Molto difficilmente questa formazione di base potrà convivere agevolmente con una formazione specialistica impartita nello stesso, ristretto periodo. Operando in regime di autonomia, la professionalizzazione andrà invece ricercata raccordandosi in maniera molto più intensa col territorio e proponendo in accordo con enti pubblici o privati stages, tirocini, corsi di formazione elastici e agili nelle strutture, in modo da mettere in grado i laureati triennali e anche quelli quinquennali di affinare e di rendere concreta, in una parola di mettere a frutto, la formazione di base conseguita: ad esempio nel settore dei beni culturali, delle comunicazioni e dei media, dell'informatica applicata ai beni culturali. Una parte di queste attività potrà eventualmente essere già valutata nel curriculum dello studente.
Tutto ciò appare tanto più importante, in quanto lo sbocco professionale costituito dall'insegnamento diventerà via via meno importante per il laureato in discipline umanistiche, pur restando - evidentemente - significativo.
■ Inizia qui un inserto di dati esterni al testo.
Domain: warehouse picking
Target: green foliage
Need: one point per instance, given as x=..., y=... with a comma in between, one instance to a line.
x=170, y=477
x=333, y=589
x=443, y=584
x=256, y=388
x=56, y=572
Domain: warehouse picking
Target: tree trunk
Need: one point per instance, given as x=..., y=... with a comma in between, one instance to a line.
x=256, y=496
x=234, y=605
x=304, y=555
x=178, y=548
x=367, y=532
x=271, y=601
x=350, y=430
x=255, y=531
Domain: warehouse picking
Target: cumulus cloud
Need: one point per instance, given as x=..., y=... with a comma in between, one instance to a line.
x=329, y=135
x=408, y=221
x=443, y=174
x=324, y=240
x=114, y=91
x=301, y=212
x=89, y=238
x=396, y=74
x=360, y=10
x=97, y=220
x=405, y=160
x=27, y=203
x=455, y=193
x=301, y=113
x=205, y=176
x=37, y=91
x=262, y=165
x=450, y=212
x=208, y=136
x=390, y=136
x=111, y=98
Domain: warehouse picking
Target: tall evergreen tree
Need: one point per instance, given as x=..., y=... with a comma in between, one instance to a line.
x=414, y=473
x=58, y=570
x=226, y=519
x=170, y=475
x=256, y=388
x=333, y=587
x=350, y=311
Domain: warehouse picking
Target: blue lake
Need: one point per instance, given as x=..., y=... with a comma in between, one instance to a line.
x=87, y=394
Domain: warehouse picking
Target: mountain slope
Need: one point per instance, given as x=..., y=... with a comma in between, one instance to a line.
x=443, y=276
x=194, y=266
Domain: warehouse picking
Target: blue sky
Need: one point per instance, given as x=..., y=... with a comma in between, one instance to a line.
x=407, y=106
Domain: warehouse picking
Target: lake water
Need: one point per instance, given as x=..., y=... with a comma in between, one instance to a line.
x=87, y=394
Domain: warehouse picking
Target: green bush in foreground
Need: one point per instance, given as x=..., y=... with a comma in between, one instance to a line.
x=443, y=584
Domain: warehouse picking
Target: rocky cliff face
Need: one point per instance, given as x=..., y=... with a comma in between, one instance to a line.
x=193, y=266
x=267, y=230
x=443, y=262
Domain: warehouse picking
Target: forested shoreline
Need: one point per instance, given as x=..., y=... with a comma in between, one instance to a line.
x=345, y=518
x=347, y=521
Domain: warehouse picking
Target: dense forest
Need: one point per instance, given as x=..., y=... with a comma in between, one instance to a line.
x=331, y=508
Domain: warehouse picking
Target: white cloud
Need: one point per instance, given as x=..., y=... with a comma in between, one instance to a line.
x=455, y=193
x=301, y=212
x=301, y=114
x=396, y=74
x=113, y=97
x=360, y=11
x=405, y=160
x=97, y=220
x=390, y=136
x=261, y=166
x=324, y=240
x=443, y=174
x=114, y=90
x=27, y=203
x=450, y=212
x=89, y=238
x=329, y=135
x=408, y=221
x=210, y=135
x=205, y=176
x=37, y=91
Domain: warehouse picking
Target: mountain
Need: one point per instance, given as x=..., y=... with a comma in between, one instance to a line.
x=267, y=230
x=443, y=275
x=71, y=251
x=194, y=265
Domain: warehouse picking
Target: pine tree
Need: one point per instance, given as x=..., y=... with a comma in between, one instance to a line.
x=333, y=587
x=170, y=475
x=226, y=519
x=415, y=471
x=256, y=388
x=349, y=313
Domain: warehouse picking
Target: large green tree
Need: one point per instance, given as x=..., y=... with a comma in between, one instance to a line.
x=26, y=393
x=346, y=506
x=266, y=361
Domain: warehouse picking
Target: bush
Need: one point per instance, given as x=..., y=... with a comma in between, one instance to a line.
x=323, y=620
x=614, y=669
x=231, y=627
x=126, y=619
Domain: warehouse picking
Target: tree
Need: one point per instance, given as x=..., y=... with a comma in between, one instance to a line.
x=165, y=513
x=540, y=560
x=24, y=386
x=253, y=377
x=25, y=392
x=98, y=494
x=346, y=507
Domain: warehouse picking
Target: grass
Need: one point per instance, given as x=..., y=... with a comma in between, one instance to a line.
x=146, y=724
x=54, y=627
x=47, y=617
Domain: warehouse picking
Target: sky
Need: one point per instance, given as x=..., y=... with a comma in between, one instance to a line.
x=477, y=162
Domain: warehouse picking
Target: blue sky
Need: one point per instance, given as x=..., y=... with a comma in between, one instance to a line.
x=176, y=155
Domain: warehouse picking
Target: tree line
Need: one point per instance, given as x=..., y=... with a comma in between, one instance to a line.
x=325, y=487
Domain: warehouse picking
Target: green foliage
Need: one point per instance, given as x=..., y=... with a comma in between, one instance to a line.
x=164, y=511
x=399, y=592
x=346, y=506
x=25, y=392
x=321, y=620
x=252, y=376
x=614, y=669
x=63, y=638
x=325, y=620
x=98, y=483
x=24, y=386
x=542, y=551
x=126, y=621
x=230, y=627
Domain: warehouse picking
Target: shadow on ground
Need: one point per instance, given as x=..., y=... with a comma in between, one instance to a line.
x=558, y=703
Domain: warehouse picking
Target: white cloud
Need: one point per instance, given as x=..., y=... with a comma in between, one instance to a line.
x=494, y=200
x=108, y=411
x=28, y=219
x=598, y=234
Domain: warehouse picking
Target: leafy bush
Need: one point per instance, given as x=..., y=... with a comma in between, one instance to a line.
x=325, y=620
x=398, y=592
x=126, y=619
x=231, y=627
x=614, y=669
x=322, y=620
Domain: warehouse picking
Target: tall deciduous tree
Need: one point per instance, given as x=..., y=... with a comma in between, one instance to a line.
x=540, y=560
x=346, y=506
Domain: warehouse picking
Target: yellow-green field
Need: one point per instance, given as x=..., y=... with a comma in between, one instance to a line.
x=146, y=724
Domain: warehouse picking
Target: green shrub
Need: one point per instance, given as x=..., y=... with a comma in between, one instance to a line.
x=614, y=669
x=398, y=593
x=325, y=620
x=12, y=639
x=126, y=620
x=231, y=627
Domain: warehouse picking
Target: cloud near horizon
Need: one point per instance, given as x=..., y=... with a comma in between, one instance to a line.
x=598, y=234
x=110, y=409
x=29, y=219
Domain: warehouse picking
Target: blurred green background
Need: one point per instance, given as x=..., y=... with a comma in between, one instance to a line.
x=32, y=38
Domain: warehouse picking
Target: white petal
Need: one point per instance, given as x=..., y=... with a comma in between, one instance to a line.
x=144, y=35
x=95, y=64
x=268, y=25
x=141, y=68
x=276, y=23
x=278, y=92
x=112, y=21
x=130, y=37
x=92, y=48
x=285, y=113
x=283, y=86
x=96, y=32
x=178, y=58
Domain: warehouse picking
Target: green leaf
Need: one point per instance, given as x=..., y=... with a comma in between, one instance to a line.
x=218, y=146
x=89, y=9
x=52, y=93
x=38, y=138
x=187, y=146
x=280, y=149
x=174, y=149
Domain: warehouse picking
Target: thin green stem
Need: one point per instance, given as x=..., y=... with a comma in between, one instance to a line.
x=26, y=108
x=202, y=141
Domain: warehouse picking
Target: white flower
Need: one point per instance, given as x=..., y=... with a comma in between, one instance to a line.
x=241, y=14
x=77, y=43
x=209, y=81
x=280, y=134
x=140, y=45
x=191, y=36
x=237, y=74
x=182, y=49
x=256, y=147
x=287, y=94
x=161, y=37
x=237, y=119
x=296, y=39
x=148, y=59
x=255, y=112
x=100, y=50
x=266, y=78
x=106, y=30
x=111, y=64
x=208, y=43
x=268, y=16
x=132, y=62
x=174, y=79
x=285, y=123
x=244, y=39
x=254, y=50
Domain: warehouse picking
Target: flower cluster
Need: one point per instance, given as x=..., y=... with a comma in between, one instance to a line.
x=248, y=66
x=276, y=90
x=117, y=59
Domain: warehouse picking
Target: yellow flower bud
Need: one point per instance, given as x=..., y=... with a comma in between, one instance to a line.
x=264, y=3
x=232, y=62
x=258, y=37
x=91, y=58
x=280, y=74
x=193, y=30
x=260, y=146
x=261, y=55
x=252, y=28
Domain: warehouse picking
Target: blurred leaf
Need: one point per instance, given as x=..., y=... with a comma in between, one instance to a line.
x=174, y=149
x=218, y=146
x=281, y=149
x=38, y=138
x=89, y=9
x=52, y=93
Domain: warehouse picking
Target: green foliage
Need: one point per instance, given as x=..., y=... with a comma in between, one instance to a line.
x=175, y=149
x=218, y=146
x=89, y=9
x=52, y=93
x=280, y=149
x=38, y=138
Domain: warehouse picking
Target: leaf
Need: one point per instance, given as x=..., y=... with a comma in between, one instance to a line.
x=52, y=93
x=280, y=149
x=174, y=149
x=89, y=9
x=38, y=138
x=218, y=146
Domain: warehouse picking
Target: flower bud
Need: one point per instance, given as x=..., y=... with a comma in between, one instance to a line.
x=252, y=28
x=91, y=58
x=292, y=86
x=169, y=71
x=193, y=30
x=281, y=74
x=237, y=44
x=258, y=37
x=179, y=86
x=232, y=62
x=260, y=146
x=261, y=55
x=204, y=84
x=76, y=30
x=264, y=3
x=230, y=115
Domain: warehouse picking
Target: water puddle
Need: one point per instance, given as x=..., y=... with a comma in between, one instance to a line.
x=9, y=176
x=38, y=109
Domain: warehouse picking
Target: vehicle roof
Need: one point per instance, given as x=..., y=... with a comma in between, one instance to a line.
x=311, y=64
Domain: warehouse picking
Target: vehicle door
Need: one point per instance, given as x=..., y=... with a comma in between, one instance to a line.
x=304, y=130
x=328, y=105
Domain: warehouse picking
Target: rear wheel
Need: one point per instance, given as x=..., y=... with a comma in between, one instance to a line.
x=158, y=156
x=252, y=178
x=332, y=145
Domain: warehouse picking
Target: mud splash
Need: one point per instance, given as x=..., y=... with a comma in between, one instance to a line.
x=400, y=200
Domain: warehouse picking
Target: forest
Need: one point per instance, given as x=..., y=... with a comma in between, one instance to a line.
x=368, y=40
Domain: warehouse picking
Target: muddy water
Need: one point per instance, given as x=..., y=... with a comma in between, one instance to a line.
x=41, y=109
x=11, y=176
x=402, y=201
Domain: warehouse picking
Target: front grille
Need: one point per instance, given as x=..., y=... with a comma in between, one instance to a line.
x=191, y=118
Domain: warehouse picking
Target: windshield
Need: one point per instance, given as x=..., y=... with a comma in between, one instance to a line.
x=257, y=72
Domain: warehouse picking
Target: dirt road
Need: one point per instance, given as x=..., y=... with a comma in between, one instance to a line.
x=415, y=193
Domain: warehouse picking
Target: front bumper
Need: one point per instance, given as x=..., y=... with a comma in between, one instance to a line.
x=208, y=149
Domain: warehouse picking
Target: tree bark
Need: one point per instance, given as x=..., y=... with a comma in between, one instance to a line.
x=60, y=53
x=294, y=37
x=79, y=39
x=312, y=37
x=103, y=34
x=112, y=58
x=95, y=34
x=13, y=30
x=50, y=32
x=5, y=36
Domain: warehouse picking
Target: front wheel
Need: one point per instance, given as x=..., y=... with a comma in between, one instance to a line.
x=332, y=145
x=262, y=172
Al riguardo, va ribadito che solo valutazioni astratte, fatte da chi non conosce la situazione delle facoltà umanistiche italiane, possono far avanzare l'improponibile ipotesi dell'accesso ai corsi di specializzazione abilitanti per l'insegnamento da parte dei laureati provvisti della sola laurea triennale, una laurea che (come recita lo stesso testo ministeriale) fornisce conoscenze "solide ma elementari" delle varie discipline.
Una fase di intensa trasformazione attende dunque le facoltà umanistiche, sia per quello che riguarda la riorganizzazione interna della didattica, sia per quello che riguarda la ridefinizione dei profili professionali.